The Gold Coast City Council operates a public library and public hall in Park Avenue (corner of Ocean Street, ). Burleigh Heads Library is on the ground floor and Fradgley Hall is on the upper floor.

St John the Evangelist Anglican Church is at 14 Park Avenue. It holds services on Wednesday and Sunday.

Infant Saviour Catholic Church is at 4 Park Avenue. It is part of the Burleigh Heads Catholic Parish within the Archdiocese of Brisbane.

Burleigh Heads Uniting Church is at 2 Burleigh Street. It is the amalgamation of the former Methodist and Presbyterian churches in Burleigh Heads as part of the establishment of the Uniting Church in Australia in 1977. The current church building was opened on 16 September 1990.

==Sport and recreation==

===Surfing===
- Stubbies Surf Classic Burleigh Heads 1977–1988
- The Quiksilver Pro is often contested at Burleigh Heads when the surf is not contestable at Kirra or Snapper Rocks.
- The Breaka Burleigh Pro Burleigh Boardriders Single Fin Classic and many other amateur and junior events are also contested each year.
- Professional/World tour Surfers Peter Harris and Jay Thompson

===Others===

| Sport | Club | Venue |
|---|---|---|
| Australian rules football | Burleigh Bombers | Bill Godfrey Oval |
| Basketball | Burleigh Blades | Tallebudgera Recreation Centre |
| Bowls | Burleigh Heads Bowls Club | Memorial Park |
| Boxing | Sanctum Forge Boxing Gym Opetaia Boxing Club | Kortum Drive Hutchinson Street |
| Brazilian Jiu Jitsu | Gracie Barra Burleigh Heads Full Metal Jiu Jitsu Southside BJJ | Kortum Drive Ramly Drive Calabro Way |
| Cricket | Burleigh Bullsharks | Bill Godfrey Oval |
| Golf | Burleigh Golf Club | Burleigh Golf Course |
| Muay Thai / Kickboxing | Boonchu Muay Thai Gym | Kortum Drive |
| Rugby league | Burleigh Bears | Pizzey Park |
| Soccer | Burleigh Bulldogs | Pizzey Park |
| Surf lifesaving | Burleigh Heads SLSC North Burleigh SLSC | Mowbray Park Ed Hardy Park |
| Tennis | Burleigh Heads Tennis Club Gold Coast Albert Tennis Club | Burleigh Tennis Centre GCA Tennis Centre |
| Field hockey | Hockey Burleigh Club | Ken Hunt Park |

==Attractions==
The north-east facing beach is protected by the cape Burleigh Head to the south and offers one of the best swimming, body boarding and surfing beaches on the Gold Coast.

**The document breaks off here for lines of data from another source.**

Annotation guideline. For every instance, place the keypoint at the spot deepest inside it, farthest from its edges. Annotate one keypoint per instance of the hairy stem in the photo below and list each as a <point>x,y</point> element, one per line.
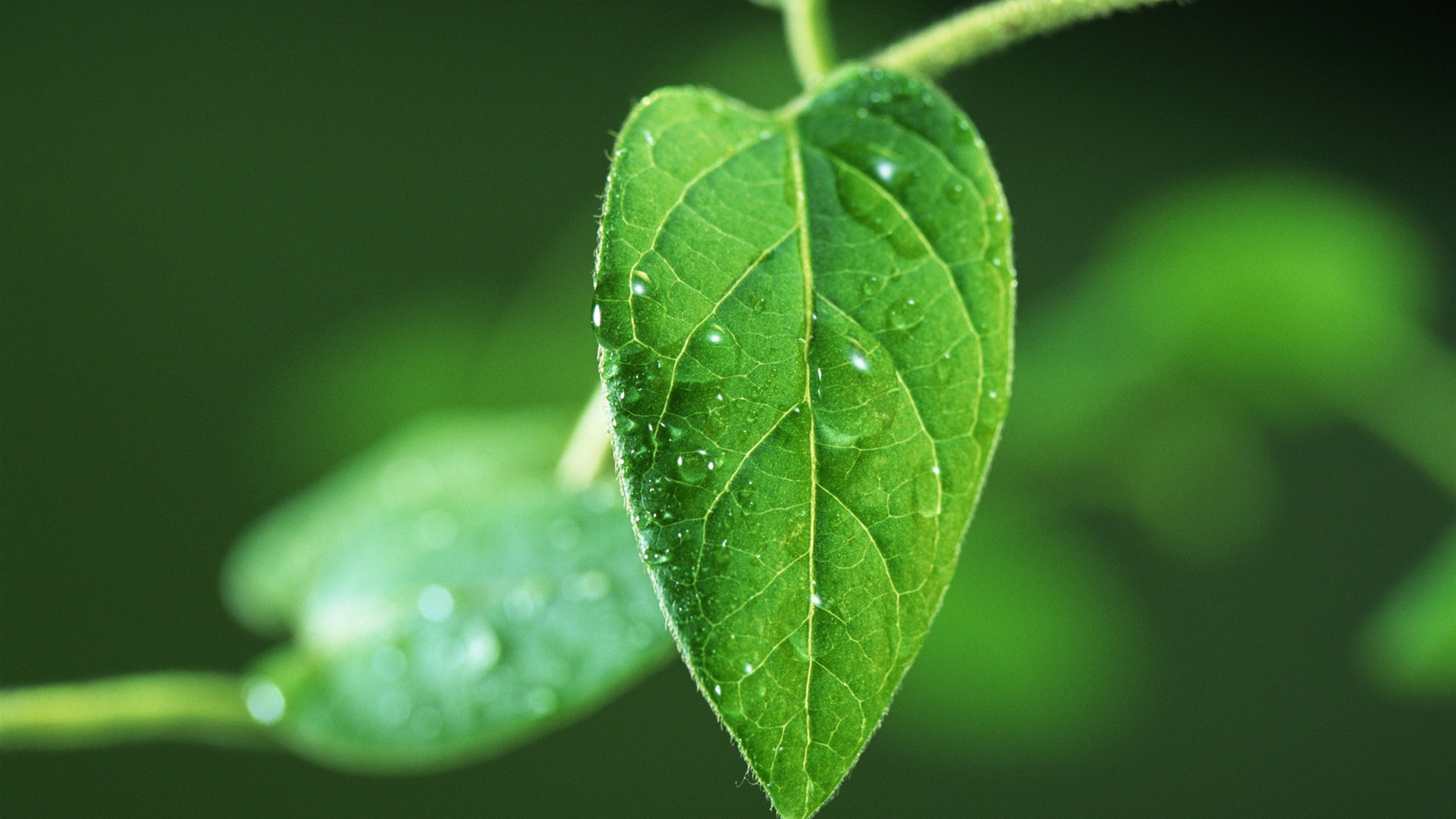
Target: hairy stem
<point>811,44</point>
<point>190,706</point>
<point>989,28</point>
<point>588,447</point>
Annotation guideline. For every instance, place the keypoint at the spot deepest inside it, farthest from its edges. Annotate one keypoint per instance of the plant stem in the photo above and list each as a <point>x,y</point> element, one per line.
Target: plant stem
<point>588,447</point>
<point>989,28</point>
<point>811,44</point>
<point>191,706</point>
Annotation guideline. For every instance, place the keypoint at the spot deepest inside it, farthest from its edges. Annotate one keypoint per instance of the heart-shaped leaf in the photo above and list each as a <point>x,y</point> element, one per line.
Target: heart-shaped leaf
<point>805,335</point>
<point>446,599</point>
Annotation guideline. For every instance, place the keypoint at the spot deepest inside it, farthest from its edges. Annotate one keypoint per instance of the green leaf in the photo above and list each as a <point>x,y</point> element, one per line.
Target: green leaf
<point>446,599</point>
<point>1413,640</point>
<point>805,328</point>
<point>1038,653</point>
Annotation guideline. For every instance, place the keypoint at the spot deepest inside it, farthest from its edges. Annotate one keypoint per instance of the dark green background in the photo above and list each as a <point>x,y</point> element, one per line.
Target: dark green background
<point>193,194</point>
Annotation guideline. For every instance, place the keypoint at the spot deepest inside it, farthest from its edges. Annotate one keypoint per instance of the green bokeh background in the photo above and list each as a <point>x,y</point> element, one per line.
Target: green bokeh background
<point>223,226</point>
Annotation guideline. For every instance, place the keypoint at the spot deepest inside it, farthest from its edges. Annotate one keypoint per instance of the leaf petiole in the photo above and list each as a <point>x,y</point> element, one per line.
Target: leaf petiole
<point>185,706</point>
<point>989,28</point>
<point>811,42</point>
<point>588,447</point>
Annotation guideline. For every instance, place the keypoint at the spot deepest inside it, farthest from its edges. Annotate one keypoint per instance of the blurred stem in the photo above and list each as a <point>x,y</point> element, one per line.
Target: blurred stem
<point>989,28</point>
<point>587,447</point>
<point>811,42</point>
<point>190,706</point>
<point>1413,407</point>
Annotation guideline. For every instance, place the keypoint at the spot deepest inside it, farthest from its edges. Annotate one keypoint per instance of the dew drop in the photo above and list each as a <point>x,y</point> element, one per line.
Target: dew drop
<point>944,369</point>
<point>692,466</point>
<point>641,283</point>
<point>905,315</point>
<point>585,586</point>
<point>435,602</point>
<point>482,648</point>
<point>265,703</point>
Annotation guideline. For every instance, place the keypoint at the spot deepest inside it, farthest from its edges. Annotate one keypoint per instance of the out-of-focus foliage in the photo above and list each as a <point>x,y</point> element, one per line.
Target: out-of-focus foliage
<point>446,599</point>
<point>1411,645</point>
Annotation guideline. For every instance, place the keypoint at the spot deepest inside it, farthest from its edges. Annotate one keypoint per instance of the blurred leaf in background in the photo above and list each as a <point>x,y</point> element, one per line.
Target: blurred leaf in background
<point>446,598</point>
<point>1411,643</point>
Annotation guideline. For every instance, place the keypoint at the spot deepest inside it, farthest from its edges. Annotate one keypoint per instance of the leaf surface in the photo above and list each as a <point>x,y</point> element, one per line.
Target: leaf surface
<point>805,337</point>
<point>446,599</point>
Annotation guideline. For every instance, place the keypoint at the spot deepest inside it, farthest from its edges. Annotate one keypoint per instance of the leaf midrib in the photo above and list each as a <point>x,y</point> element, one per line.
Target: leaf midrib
<point>801,216</point>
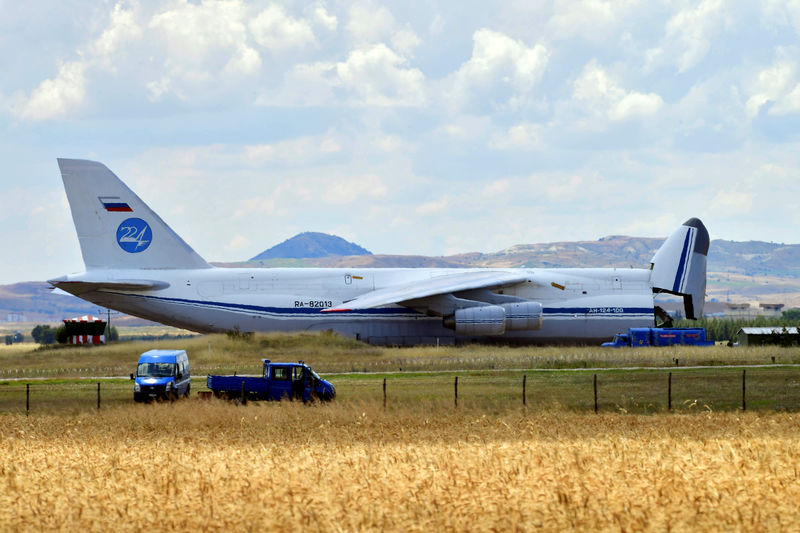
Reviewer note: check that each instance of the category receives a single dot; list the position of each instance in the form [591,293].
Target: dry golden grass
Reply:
[329,353]
[213,466]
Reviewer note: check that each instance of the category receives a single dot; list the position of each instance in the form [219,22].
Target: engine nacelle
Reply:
[481,320]
[523,316]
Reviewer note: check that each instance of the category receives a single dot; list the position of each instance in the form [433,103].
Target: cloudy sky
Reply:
[407,127]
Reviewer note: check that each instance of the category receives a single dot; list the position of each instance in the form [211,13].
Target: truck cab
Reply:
[161,374]
[278,381]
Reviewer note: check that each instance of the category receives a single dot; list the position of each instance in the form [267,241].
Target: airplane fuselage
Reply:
[578,305]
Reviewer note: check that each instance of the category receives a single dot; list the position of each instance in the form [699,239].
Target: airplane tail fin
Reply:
[679,266]
[115,227]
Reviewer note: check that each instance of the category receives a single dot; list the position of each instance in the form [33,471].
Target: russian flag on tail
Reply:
[114,204]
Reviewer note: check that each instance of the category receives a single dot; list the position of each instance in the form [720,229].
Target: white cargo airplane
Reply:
[136,264]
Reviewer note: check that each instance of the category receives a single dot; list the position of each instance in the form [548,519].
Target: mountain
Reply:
[309,245]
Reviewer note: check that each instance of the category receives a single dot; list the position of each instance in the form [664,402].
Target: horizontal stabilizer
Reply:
[77,287]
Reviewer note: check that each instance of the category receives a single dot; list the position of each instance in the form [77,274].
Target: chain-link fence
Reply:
[637,391]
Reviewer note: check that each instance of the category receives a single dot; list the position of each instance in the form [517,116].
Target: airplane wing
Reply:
[440,285]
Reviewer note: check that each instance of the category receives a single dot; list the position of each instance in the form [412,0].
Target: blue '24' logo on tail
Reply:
[134,235]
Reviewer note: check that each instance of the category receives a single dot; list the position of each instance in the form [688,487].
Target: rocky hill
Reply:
[311,245]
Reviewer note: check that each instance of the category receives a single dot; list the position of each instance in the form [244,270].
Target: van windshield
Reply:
[156,370]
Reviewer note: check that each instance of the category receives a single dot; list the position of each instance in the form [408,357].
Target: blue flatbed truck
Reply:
[660,337]
[278,381]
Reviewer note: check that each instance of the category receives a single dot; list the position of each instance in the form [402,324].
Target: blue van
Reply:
[161,374]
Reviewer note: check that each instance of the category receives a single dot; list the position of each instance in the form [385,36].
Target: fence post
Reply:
[669,392]
[524,379]
[744,403]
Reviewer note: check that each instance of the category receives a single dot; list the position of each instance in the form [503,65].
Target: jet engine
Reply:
[495,319]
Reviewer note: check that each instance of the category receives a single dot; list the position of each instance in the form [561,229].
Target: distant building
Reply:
[771,309]
[768,335]
[86,329]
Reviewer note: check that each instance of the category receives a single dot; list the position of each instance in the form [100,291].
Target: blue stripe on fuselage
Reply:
[682,265]
[380,311]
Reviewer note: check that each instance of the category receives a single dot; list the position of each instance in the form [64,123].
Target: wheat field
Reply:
[212,465]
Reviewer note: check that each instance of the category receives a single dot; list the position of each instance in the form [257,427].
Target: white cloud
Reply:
[690,33]
[274,30]
[433,207]
[323,18]
[778,85]
[246,61]
[519,137]
[593,19]
[352,189]
[732,202]
[498,61]
[602,95]
[293,150]
[635,105]
[369,23]
[377,76]
[56,97]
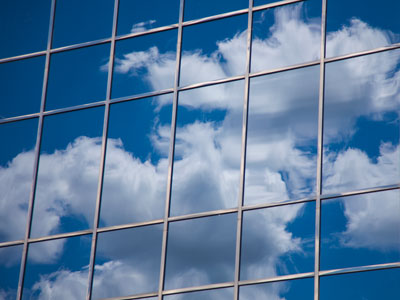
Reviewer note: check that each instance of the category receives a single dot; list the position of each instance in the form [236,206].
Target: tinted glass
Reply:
[360,230]
[137,16]
[359,25]
[361,129]
[79,21]
[127,262]
[286,35]
[282,136]
[16,172]
[135,178]
[10,260]
[24,26]
[78,77]
[57,269]
[144,64]
[27,73]
[207,149]
[201,251]
[214,50]
[68,172]
[278,241]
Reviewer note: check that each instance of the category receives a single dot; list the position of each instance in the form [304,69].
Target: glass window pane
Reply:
[135,179]
[138,16]
[361,123]
[360,25]
[201,251]
[288,290]
[372,285]
[144,64]
[79,21]
[195,9]
[360,230]
[27,73]
[207,149]
[286,35]
[128,262]
[16,173]
[24,26]
[57,269]
[78,77]
[278,241]
[68,172]
[10,260]
[214,50]
[282,136]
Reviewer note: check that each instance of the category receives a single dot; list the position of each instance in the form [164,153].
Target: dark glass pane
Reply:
[278,241]
[372,285]
[24,26]
[57,269]
[288,290]
[127,262]
[359,25]
[220,294]
[78,77]
[195,9]
[286,35]
[135,179]
[68,172]
[27,73]
[16,173]
[214,50]
[144,64]
[10,260]
[360,230]
[201,251]
[138,16]
[207,149]
[361,129]
[79,21]
[282,136]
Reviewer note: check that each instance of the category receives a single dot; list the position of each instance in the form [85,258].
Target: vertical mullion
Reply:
[320,153]
[37,152]
[103,154]
[243,157]
[171,151]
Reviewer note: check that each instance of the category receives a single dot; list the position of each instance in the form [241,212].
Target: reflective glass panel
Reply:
[144,64]
[57,269]
[16,172]
[286,35]
[207,149]
[68,172]
[127,262]
[195,9]
[360,230]
[219,294]
[24,26]
[135,179]
[372,285]
[282,136]
[214,50]
[361,122]
[78,76]
[79,21]
[138,16]
[360,25]
[288,290]
[278,241]
[10,260]
[201,251]
[27,73]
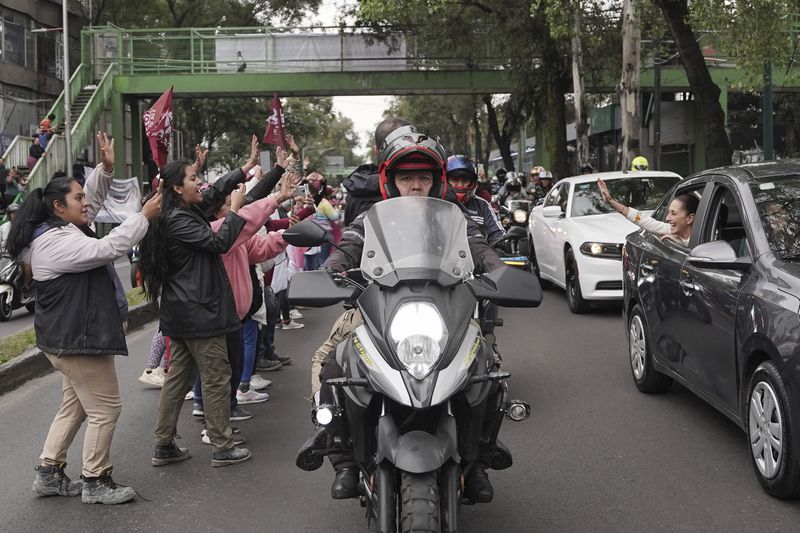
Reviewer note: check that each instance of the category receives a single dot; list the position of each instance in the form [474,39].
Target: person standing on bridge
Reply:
[78,324]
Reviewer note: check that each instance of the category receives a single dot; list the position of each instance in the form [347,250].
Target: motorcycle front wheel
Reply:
[419,507]
[5,308]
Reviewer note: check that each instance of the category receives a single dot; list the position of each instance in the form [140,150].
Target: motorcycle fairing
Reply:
[417,451]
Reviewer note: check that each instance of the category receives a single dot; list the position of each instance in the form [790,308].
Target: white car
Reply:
[577,239]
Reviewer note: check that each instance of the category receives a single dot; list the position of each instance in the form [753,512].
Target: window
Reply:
[558,196]
[640,192]
[724,222]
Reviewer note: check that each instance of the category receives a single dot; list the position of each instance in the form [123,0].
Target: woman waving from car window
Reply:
[680,217]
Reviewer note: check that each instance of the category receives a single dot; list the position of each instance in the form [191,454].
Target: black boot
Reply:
[478,488]
[345,485]
[306,458]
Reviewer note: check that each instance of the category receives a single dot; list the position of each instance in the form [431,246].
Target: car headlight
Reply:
[419,334]
[607,250]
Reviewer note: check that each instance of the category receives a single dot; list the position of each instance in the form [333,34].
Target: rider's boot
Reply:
[478,488]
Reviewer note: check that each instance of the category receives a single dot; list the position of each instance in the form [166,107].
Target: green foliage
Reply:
[17,344]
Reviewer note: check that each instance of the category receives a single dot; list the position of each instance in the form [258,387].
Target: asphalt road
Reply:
[596,455]
[21,319]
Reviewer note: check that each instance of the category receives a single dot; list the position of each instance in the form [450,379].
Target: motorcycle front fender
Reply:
[417,451]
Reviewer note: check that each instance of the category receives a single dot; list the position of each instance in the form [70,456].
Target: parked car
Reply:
[576,238]
[720,316]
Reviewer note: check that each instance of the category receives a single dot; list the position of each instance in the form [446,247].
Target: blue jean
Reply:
[249,340]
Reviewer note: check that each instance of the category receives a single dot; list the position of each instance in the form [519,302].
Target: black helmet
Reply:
[406,147]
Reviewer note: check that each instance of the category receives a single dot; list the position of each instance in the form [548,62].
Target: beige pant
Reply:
[342,329]
[90,390]
[209,356]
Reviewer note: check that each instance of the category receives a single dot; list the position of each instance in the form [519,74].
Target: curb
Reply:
[34,363]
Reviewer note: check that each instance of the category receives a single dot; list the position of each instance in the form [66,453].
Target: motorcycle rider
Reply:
[363,189]
[463,179]
[11,211]
[639,163]
[411,164]
[543,187]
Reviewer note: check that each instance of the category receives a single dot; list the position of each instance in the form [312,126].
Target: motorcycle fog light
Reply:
[324,415]
[418,353]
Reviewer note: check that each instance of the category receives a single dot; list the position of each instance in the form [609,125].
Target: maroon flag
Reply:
[158,127]
[275,132]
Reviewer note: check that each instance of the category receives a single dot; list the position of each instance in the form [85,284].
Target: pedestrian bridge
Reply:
[120,67]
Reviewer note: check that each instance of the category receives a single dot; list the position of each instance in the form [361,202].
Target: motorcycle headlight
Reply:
[419,334]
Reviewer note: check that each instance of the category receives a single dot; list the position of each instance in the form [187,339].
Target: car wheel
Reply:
[645,376]
[574,296]
[768,423]
[544,284]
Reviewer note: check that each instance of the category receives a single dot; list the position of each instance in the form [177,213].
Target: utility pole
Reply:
[67,112]
[657,101]
[766,107]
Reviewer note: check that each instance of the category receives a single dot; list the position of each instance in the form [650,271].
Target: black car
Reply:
[720,316]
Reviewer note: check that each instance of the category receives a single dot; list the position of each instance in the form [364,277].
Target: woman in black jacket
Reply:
[181,263]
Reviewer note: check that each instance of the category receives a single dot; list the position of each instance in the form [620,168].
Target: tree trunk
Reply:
[581,108]
[629,84]
[705,91]
[502,139]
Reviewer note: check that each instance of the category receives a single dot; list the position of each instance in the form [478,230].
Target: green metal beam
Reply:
[317,83]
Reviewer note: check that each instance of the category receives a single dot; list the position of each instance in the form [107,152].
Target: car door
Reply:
[709,300]
[659,284]
[547,233]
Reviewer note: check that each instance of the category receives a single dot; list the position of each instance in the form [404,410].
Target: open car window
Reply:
[725,222]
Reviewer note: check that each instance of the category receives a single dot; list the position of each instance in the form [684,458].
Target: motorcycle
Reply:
[420,395]
[12,294]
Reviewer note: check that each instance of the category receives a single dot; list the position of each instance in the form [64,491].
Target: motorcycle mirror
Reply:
[508,287]
[306,233]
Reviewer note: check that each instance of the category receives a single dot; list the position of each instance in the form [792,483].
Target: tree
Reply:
[705,91]
[629,84]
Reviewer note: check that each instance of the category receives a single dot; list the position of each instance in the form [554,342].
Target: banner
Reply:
[276,132]
[158,127]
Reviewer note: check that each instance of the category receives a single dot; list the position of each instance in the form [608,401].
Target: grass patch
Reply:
[135,297]
[17,344]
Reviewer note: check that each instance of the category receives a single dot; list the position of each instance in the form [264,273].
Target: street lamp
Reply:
[67,113]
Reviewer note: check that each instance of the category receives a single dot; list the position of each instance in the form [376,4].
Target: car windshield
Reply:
[778,203]
[415,238]
[642,193]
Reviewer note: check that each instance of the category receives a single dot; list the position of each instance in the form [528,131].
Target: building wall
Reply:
[31,64]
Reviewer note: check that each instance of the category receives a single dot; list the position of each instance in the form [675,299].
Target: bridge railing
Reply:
[275,50]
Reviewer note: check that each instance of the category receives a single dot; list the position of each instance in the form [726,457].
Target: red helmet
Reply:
[408,148]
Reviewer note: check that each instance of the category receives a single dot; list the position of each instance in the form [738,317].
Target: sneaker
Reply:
[152,377]
[251,396]
[52,481]
[285,361]
[268,365]
[240,414]
[102,489]
[171,453]
[230,457]
[238,440]
[259,383]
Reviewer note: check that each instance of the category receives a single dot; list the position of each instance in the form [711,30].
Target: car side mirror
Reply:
[552,211]
[305,234]
[718,254]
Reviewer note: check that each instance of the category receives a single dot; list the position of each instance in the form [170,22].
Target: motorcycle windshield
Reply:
[416,238]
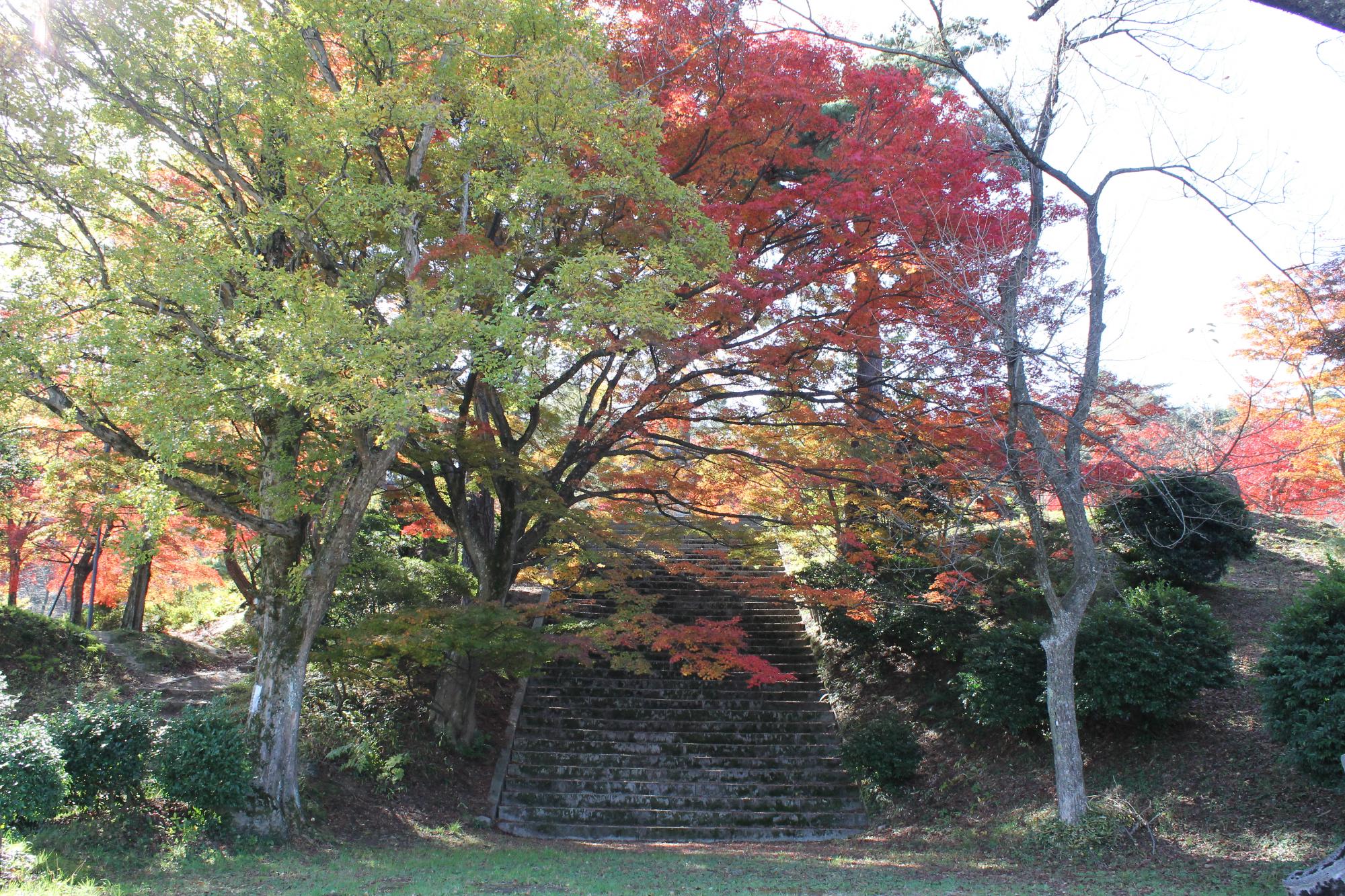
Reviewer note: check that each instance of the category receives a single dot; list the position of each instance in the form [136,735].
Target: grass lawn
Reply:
[488,862]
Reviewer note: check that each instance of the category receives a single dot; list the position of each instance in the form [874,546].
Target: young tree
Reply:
[1044,423]
[22,513]
[255,241]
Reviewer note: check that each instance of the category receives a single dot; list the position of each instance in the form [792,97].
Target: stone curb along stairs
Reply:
[601,754]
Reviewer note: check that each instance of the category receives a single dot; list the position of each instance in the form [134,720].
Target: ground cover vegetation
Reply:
[345,342]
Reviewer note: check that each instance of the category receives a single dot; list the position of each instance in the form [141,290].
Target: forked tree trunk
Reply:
[83,567]
[297,580]
[1071,797]
[278,698]
[134,615]
[454,708]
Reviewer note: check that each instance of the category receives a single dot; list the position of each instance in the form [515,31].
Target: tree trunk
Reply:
[278,698]
[454,708]
[134,616]
[83,567]
[1324,879]
[289,614]
[1071,797]
[15,568]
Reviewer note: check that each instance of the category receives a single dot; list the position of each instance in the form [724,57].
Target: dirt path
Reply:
[185,688]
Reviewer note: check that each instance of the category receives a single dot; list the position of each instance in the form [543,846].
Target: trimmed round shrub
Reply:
[204,760]
[1003,682]
[1304,686]
[33,778]
[1139,662]
[106,747]
[882,751]
[1182,528]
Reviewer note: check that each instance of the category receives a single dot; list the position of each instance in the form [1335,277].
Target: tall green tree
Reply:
[258,241]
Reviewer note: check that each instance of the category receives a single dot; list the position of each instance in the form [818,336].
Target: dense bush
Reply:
[33,778]
[882,751]
[1003,682]
[1141,659]
[360,736]
[202,759]
[1182,528]
[1139,662]
[106,745]
[1304,670]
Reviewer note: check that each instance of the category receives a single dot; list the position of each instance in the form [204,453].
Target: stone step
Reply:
[822,776]
[642,716]
[701,802]
[640,739]
[657,744]
[658,786]
[758,760]
[726,701]
[603,754]
[703,834]
[680,818]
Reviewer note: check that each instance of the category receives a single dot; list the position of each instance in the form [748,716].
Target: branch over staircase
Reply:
[602,754]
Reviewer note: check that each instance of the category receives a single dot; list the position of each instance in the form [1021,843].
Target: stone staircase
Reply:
[602,754]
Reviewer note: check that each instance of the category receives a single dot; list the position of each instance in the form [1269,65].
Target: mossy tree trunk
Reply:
[134,614]
[295,584]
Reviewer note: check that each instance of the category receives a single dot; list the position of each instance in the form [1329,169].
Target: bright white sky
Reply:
[1272,103]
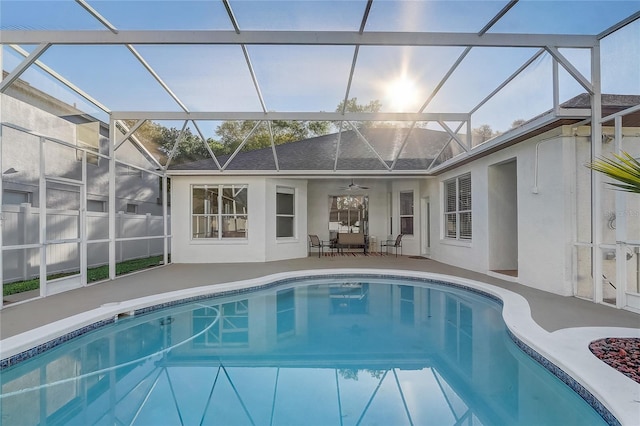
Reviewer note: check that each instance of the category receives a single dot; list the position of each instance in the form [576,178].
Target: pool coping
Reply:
[564,352]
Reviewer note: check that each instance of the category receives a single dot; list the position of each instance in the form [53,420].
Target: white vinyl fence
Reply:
[21,228]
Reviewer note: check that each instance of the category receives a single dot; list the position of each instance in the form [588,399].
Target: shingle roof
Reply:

A mature stand of Norfolk Island pines – originally planted by the Justins family and reputably some of the earliest planted at the coast – and more recent plantings together totalling some 450 Norfolk Pines; form a backdrop and are home to native birds.

Burleigh Heads' surf break attracts surfers from the Gold Coast and beyond. At the headland of Burleigh, locally known as "The Point", barbecues and cricket matches are held, and spectators can watch the surfers. On Sunday afternoons, local musicians and fire-twirlers often come out to the park beside Burleigh SLSC for a jam and dance session.

Other attractions in Burleigh Heads include:
- David Fleay Wildlife Park (Tallebudgera Creek Road, )
- Jebribillum Bora Park
- Burleigh Head National Park

== Events ==
Burleigh Heads State School is home to The Village Markets, A bi-monthly event that promotes local emerging designers and artists.